とある物語・・・
INCANCELLABILE・・・消し得ぬ想い・・・
26、とあるおとぎ話(CHISSA)
6月14日、午後2時、ホテルにお別れを告げ、サンドラの働くというレストランの扉を開ける。 すいません、サンドラと話がしたいのですが。
1週間前、クラウディオに辞めると告げてから今日この瞬間までの道程は決して楽ではなかったが、とにかく終わった。 子供たちのほとんどは既に昨日のうちに早々とそれぞれの実家に帰宅していた、そう、学校が長い夏休みに入るのである。 今日まで残っていたのは、アリーシェとマリア、たった今その二人を見送ったところ。 我が妹分アリーシェは最後まで鋭い娘であった。 子供たちには誰にも言うつもりはなかったのだが、ついさっきの見送りの挨拶の後、ひとりツカツカ引き返して来て、僕に一言呟いた。
『Chika, Non Ci Vediamo Piu, Vero?(チカ、もう私たち、会うことはないんでしょ)』 誰に分かる、そんな事。
『Ci Abbandoni eh, Sei Cattivo, Te Mi Fai Piangere?(私たちに事、捨てるのね、酷い人。 私のこと泣かせるのね)』 アリーシェ、泣くフリしてるのは分かってるよ。

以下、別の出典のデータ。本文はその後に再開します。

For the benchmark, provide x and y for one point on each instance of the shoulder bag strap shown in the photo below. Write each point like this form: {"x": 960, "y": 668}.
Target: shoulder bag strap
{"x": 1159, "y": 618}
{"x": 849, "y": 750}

『・・・Ha,Ha,Va Bene, Ma, Mi Prometti di Venire a Trovarmi?(・・・ハハッ、まあ、いいか。 でも、私に会いに来るって約束してくれる)』 ああ、あの例の"笑い"を聞きにくるよ。
『Ciao! Buona Fortuna! Chika.(チャオ、幸運を祈ってるわ、チカ)』 君にもね。

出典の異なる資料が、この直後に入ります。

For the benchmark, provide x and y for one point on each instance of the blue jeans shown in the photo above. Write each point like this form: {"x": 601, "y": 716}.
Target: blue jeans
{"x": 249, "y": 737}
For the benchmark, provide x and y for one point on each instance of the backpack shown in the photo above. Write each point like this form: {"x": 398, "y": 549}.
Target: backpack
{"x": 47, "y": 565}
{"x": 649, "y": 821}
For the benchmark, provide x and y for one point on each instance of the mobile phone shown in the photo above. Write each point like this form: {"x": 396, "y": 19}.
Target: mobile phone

シルビアのところに顔を出した。 彼女は一人でまた、"気晴らしになる"と言ってはラジオから流れるエロス・ラマゾッティの歌を口ずさみながら、仕事をしていた。 窓から差し込む日差しが強く、そして白かった。 きらめく光りの核がその光線のなかにゆっくりと舞い上がり、その小部屋全体に広がったかと思えば、そのまま流れるように優しく僕らを包み込んだその風の色は、まるであの日に時間が溯ったかのよう、若しくは、あの日のまま時間が流れることを知らずに止まっていたかのような幻想的な感覚を沸き起こし、これからまた素晴らしい、あの頃僕を強く抱き締め、そして魅了して止むことのなかった、消し去ることなど決して出来るはずもない永遠のおとぎ話、が再び待ち受けているような錯覚に、僕を導いては、消散していく喪失感の空白を満たす穏やかな官能に眠気すらも覚えさせ、何故かこの世に"奇跡"というものはあり得るような気がした。 1時間ほどそうしていた。 音楽を聞き、仕事を手伝い、そしてとりとめのない話をした。 そう、何もかもまるであの時のように、そして行かなければいけない時間が来た。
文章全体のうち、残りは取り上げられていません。